Season in review: Palm Beach arts critics name favorite shows and exhibitions Palm Beach Opera: Mozart’s Don Giovanni

Feb. 22, Kravis Center

A new take on the greatest opera ever written: Director Kristine McIntyre rethought the work as a 1940s Hollywood film noir. It was pretty presumptuous, but it worked surprisingly well. Think George Raft or Humphrey Bogart in the title part, Ida Lupino or Lauren Bacall among the women and you’ll get the idea.

McIntyre and conductor David Stern trimmed out about 30 minutes of the score, including two solo arias and the entire moralizing epilogue, resulting in a fast-moving, cinematic show that had particular relevance for the way women are still being treated in the 21 st century. Things haven’t changed as much as we’d like to think.

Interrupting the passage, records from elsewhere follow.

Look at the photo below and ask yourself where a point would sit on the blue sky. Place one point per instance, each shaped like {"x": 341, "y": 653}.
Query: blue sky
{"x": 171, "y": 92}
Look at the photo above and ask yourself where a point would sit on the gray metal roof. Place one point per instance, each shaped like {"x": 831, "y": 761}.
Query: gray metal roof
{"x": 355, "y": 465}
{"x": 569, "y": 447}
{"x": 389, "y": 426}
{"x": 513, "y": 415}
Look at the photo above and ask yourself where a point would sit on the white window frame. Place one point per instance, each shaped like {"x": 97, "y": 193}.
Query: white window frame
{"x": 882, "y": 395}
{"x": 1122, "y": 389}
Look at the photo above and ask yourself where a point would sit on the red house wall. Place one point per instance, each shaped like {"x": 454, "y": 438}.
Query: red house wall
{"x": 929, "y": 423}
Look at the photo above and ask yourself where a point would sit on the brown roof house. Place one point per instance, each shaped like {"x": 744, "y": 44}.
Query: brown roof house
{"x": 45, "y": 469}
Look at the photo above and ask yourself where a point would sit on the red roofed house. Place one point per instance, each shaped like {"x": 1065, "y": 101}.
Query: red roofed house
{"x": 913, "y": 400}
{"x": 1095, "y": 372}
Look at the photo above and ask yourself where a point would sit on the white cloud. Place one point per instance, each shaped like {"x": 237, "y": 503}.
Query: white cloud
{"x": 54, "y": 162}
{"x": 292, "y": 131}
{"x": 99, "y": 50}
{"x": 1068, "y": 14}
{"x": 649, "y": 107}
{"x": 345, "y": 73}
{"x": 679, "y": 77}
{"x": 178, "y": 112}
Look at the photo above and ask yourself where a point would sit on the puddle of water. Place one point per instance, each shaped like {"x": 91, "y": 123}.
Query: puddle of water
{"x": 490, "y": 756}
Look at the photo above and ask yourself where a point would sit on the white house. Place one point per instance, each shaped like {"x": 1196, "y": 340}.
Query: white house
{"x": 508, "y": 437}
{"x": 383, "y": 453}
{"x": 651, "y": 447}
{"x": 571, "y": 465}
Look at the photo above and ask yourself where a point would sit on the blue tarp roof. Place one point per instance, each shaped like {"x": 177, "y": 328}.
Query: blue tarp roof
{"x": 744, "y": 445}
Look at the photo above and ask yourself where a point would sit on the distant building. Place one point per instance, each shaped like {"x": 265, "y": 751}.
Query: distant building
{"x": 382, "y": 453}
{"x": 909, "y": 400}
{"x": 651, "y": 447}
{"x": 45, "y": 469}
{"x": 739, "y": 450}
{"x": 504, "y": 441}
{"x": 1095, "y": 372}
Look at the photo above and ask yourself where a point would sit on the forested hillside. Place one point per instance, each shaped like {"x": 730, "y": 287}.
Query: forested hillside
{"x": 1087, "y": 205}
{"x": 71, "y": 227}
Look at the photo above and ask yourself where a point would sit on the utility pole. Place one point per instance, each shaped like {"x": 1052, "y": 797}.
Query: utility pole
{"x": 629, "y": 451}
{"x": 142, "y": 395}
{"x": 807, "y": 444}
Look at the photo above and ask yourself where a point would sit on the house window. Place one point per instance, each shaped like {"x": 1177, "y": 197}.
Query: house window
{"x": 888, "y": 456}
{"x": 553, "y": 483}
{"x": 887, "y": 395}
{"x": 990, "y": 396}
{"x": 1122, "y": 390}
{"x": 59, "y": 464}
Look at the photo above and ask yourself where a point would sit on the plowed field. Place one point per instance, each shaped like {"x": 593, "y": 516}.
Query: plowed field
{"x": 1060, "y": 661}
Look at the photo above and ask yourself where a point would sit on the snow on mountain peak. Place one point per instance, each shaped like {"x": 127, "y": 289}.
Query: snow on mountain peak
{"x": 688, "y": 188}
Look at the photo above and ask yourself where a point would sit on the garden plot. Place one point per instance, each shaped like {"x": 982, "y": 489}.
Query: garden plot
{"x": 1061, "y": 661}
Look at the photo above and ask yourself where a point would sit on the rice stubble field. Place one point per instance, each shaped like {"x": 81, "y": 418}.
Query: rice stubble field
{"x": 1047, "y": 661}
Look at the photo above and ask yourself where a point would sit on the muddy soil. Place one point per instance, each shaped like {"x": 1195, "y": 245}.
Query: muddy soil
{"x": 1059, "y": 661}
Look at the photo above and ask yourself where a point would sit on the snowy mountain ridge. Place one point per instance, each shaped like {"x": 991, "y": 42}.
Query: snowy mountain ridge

Depicting the last day in the life of history’s legendary womanizer, McIntyre emphasized the rape of Donna Anna (Caitlin Lynch), the abandonment of the unstable Donna Elvira (Danielle Pastin) and the almost-but-not-quite willing seduction of the gullible Zerlina (Danielle MacMillan) by a gangster-type macho man who got his retribution here by means of a pistol shot, rather than the traditional descent to Hell. Andrei Bondarenko was not the most charismatric seducer, but Joshua Bloom almost stole the show as the Don’s sidekick Leporello, and the quality of the singing was excellent right down the roster.